The story is one of the most concrete public demonstrations of the open-source AI safety problem to date — a working FT journalist, with no specialist hardware, removing safeguards from a frontier-grade model in under 10 minutes. For UK policy, regulatory and enterprise audiences, that timeline collapses the comfortable distinction between published frontier models and adversarial misuse.

Context and Background

The technique at issue is “abliteration”, which uses a mathematical operation to neutralise the internal model states that produce refusals. It cannot easily be applied to fully proprietary frontier systems such as Claude or OpenAI’s ChatGPT, where the underlying model code is not accessible. But the FT notes that open-source models have historically narrowed the capability gap with proprietary leaders within six to 12 months — so the safety floor of the open ecosystem matters increasingly for the safety floor of widely deployed AI.

Industry responses captured by the FT bracket the policy debate. Google said abliteration is “a known technical challenge facing all open models” and pointed to its pre-launch safety evaluations. GitHub said it bans content directly supporting active attacks or malware campaigns but allows “source code which could be used to develop malware or exploits” on educational and net-security-benefit grounds.
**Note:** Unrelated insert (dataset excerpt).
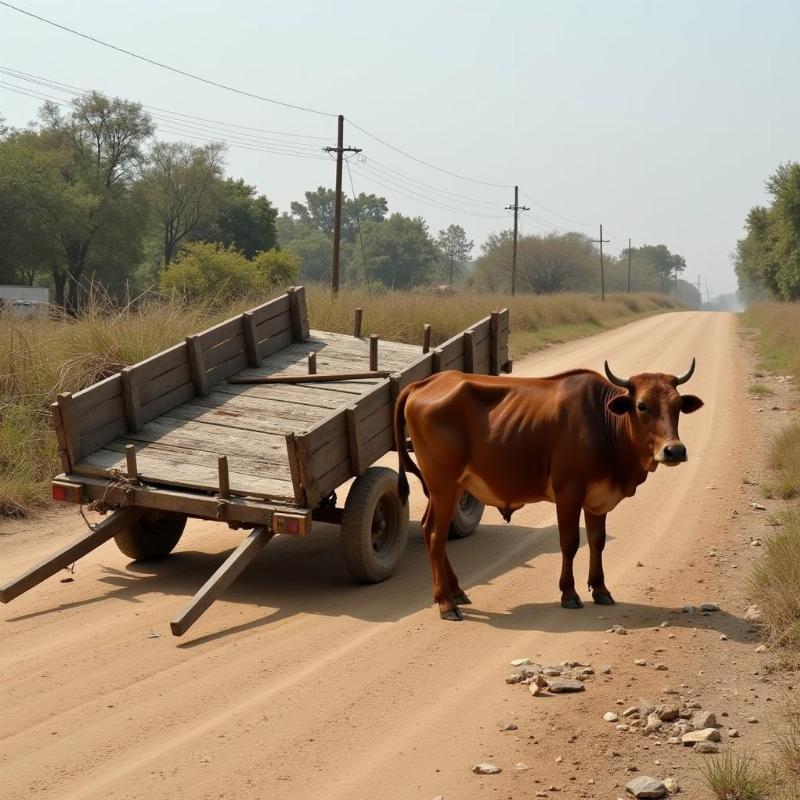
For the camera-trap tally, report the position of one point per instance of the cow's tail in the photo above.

Meta declined formal comment; a source close to the company cited its Advanced AI Scaling Framework as restricting release of models deemed “catastrophic” risk without sufficient mitigation. Alice CEO Noam Schwartz’ line — “the genie is out of the bottle” — frames the practical reality.

For UK readers, this lands as the Department for Science, Innovation and Technology continues to weigh statutory backstops to the AI Safety Institute’s voluntary regime, and as the AI Bill remains active in parliamentary committee. The Anthropic Claude Mythos vulnerability-discovery findings referenced in the FT report — identifying flaws “in every major operating system and every major web browser” — sharpen the case that frontier capabilities make the open-versus-closed safety debate concrete rather than theoretical.

Looking Forward

UK enterprise security teams should treat the FT’s findings as a fresh prompt to update their AI threat models: stripped open-source models are now realistically within reach of low-skill internal or external attackers. Resultsense expects UK regulators — particularly the AI Safety Institute, NCSC and ICO — to face renewed pressure to publish concrete guidance on how UK-deployed open-source AI systems should be assessed against the now-evidenced abliteration risk through the second half of 2026.